Se ne andrà Macron, accetterà di farsi da parte prima della scadenza naturale del suo mandato, ovvero il 2027? Se dipenderà solo da lui, no. Non glielo consente il suo carattere, la sua convinzione di essere comunque e sempre il migliore, il disprezzo nutrito per i politici di professione da un lato, per qualsiasi figura che gli si potesse mettere in competizione dall'altro. In meno di dieci anni, tuttavia, il capitale di rinnovamento se n'è andato e ciò che resta è una sorta di meteora persa in un delirio cosmico a cui però non è estraneo un sentimento umano: è meglio tirare a campare che tirare le cuoia, e pazienza se è stato «un italien» a teorizzarlo
Se quindi non ci saranno dimissioni spontanee, nulla però autorizza a pensare che non possano essere «spintanee», che sia cioè la forza delle cose a provocarle, ovvero il loro aggravarsi e l'impossibilità a trovare una via d'uscita a un'impasse politica che porta alla paralisi istituzionale e non solo. La Francia è un grande Paese, ma è un grande Paese in crisi in cui presunzione e arroganza non bastano più a mascherarne la decadenza. Nazione repubblicana che coltiva però un'anima, una nostalgia e un sentimento monarchici, è sempre verso una figura dotata di un qualche carisma di sovranità che si è rivolta nei suoi momenti difficili. Fino a Jacques Chirac, questo ricorso ha più o meno funzionato, fra alti e bassi, delusioni e conferme. Da François Hollande in poi, il meccanismo sembra essersi inceppato, perché poi la decadenza francese ha anche a che fare con la decadenza della sua classe politica, la sua incapacità a essere in sintonia con il Paese e insieme di sprone per fare fronte alle sfide che si preannunciavano, economiche, sociali.
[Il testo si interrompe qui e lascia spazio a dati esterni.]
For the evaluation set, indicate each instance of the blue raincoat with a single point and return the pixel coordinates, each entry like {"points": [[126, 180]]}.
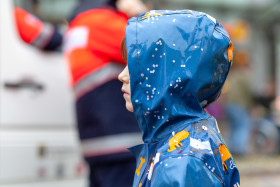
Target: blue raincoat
{"points": [[178, 62]]}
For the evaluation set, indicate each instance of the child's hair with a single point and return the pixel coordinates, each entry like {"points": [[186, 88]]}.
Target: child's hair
{"points": [[123, 49]]}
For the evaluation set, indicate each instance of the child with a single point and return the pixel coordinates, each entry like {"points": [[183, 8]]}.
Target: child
{"points": [[178, 62]]}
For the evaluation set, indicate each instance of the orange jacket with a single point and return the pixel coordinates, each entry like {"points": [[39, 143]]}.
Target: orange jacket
{"points": [[93, 40], [29, 27]]}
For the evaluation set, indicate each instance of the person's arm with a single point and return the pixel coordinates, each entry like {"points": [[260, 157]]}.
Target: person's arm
{"points": [[184, 171], [33, 31]]}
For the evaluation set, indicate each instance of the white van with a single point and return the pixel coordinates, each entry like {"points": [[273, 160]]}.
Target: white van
{"points": [[38, 140]]}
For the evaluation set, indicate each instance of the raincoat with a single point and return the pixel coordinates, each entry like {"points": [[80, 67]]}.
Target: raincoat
{"points": [[178, 62]]}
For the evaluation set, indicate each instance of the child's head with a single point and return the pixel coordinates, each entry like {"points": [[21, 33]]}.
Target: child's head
{"points": [[177, 60]]}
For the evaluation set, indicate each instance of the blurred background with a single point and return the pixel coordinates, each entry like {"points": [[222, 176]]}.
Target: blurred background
{"points": [[38, 140]]}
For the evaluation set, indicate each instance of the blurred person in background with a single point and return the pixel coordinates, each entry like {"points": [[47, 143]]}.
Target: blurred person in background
{"points": [[239, 101], [35, 32], [92, 47]]}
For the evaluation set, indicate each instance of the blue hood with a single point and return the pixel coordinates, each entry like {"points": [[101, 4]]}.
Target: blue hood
{"points": [[178, 62]]}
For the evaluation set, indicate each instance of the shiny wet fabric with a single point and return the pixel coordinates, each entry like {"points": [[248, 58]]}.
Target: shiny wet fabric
{"points": [[178, 62]]}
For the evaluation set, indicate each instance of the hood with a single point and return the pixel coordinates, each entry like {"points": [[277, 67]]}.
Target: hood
{"points": [[178, 62], [85, 5]]}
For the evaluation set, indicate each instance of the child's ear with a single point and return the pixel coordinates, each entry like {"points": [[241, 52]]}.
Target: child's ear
{"points": [[123, 49]]}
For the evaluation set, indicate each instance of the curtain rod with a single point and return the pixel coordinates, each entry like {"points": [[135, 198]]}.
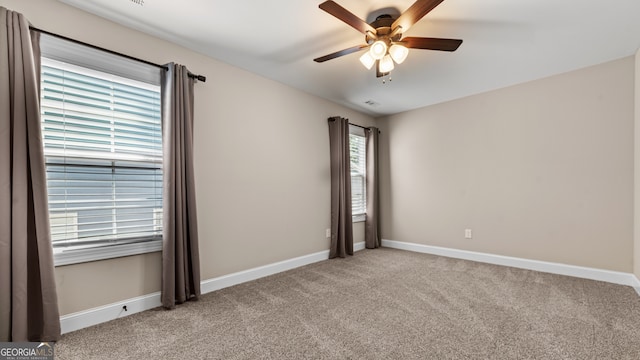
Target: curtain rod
{"points": [[356, 125], [360, 126], [194, 76]]}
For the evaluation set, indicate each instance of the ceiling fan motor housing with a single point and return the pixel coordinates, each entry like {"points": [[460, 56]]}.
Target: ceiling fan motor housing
{"points": [[382, 24]]}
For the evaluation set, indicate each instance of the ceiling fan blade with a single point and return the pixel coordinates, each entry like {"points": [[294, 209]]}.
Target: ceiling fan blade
{"points": [[414, 13], [340, 53], [347, 17], [431, 43]]}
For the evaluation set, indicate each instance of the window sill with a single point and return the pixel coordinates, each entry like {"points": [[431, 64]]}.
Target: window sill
{"points": [[70, 255]]}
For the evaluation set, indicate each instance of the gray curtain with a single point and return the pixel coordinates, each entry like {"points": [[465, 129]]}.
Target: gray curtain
{"points": [[180, 257], [372, 223], [28, 300], [341, 221]]}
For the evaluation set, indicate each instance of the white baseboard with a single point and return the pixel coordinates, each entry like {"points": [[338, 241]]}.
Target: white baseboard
{"points": [[95, 316], [83, 319], [636, 284], [614, 277]]}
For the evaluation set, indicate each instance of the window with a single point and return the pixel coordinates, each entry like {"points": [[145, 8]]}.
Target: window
{"points": [[102, 137], [358, 174]]}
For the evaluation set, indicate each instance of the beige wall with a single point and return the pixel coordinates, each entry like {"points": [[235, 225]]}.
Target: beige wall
{"points": [[636, 251], [541, 170], [262, 165]]}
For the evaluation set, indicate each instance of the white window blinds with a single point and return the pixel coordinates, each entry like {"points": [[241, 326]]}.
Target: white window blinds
{"points": [[358, 162], [103, 148]]}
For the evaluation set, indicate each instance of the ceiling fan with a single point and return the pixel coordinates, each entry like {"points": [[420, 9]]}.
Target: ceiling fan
{"points": [[383, 36]]}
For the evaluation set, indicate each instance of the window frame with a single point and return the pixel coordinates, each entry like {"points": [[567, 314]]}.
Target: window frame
{"points": [[60, 50], [358, 131]]}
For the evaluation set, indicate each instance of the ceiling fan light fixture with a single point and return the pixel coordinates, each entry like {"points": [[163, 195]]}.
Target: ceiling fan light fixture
{"points": [[378, 50], [398, 53], [367, 60], [386, 64]]}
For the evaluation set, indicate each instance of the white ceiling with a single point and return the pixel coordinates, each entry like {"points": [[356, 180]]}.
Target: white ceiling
{"points": [[505, 42]]}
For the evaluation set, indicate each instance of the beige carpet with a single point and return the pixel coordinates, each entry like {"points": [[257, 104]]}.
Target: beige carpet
{"points": [[383, 304]]}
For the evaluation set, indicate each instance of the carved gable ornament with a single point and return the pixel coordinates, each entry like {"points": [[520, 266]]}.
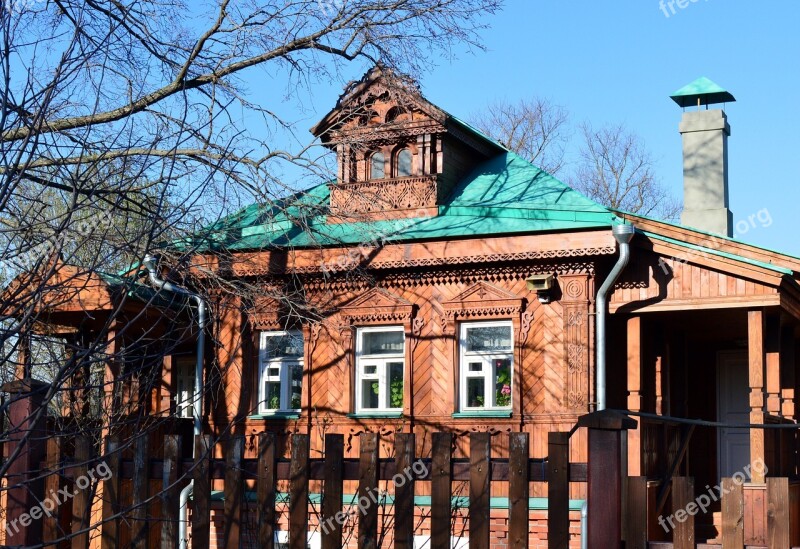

Macron è il portato finale di questo percorso, con il paradosso, al tempo della sua prima elezione, di aver scambiato la malattia con la cura. Era giovane, brillante, colto, di bell'aspetto, per molti versi vergine rispetto ad alchimie politico-ideologiche da tempo usurate. Era il nuovo che avanzava. Peccato però che fosse un nuovo fatto di niente.